Its expansion pack, Ultima VII: Forge of Virtue, included the Guide to the Isle of Fire pamphlet.

===Super NES===
FCI / Pony Canyon published the Super NES version of Ultima VII, simply titled Ultima: The Black Gate, which was created by a small team inside Origin Systems. The game producer and part of that team previously took part into the development of Ultima: Runes of Virtue II.

This version is largely different from the original, since the PC version of the game was a then-huge 20 megabytes, yet this translation could use only one megabyte of memory for all of the game data and program. The game is largely real-time action, bearing many similarities to Ultima: Runes of Virtue I & II.

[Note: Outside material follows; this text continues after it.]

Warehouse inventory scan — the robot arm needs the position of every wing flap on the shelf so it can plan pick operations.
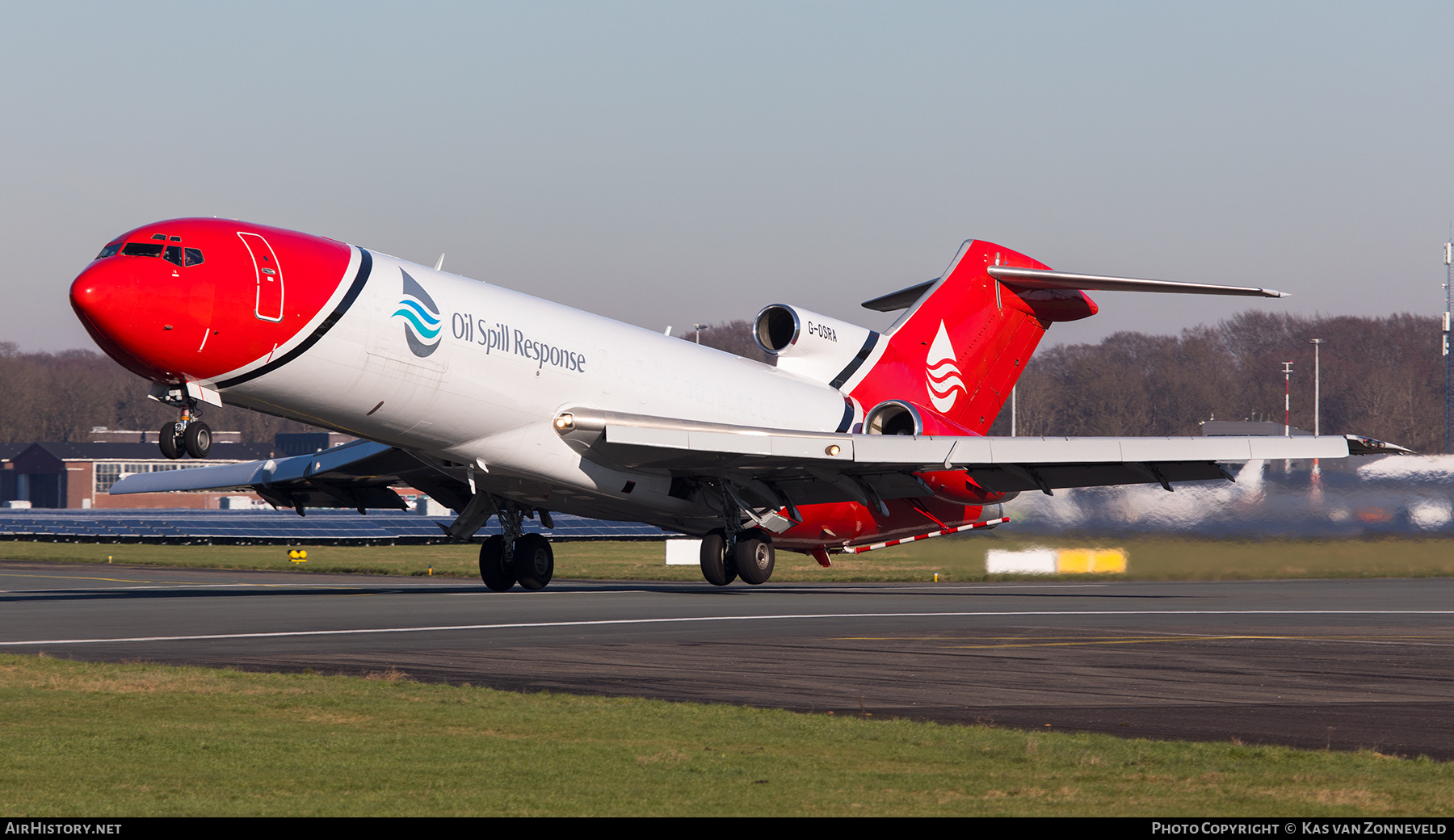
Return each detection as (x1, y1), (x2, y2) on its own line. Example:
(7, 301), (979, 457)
(111, 440), (458, 511)
(557, 410), (1403, 494)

The maps and many usable items and plotlines had to be redesigned from scratch, and the game program had to be rewritten entirely in assembly language. The 'party' system was scrapped; instead, the Avatar journeys alone. Also, the story was largely changed in accordance with Nintendo's content guidelines: instead of murders, the Avatar is asked to investigate kidnappings.

===PlayStation Portable===
In August 2006, GameSpot reported that Electronic Arts would be porting Ultima: The Black Gate (the SNES version of Ultima VII) to the PlayStation Portable as part of EA Replay. It was released in the United States on November 14, 2006.

==Legacy==

GOG.com has made the game available in a manner that allows it to work on modern operating systems, through a custom DOSBox installation.

Exult is a cross-platform recreation of the Ultima VII engine, licensed under the GNU GPL-2.0-or-later, which allows the game to be played on modern machines and across different operating systems. Exult's array of tools have enabled fans to take the game apart and modify it, for instance for fan translation projects. Exult contributors have also expanded the game by enabling Serpent Isle paper doll graphics in Black Gate, and fixed some of the bugs and design flaws found in Serpent Isle, which were originally left in due to the rushed release. There are some features of the original game still to be implemented (for example, the way NPCs interact with the game world is not fully recreated) and some extra features added by the Exult team. The Exult project was noticed and positively commented upon by Richard Garriott.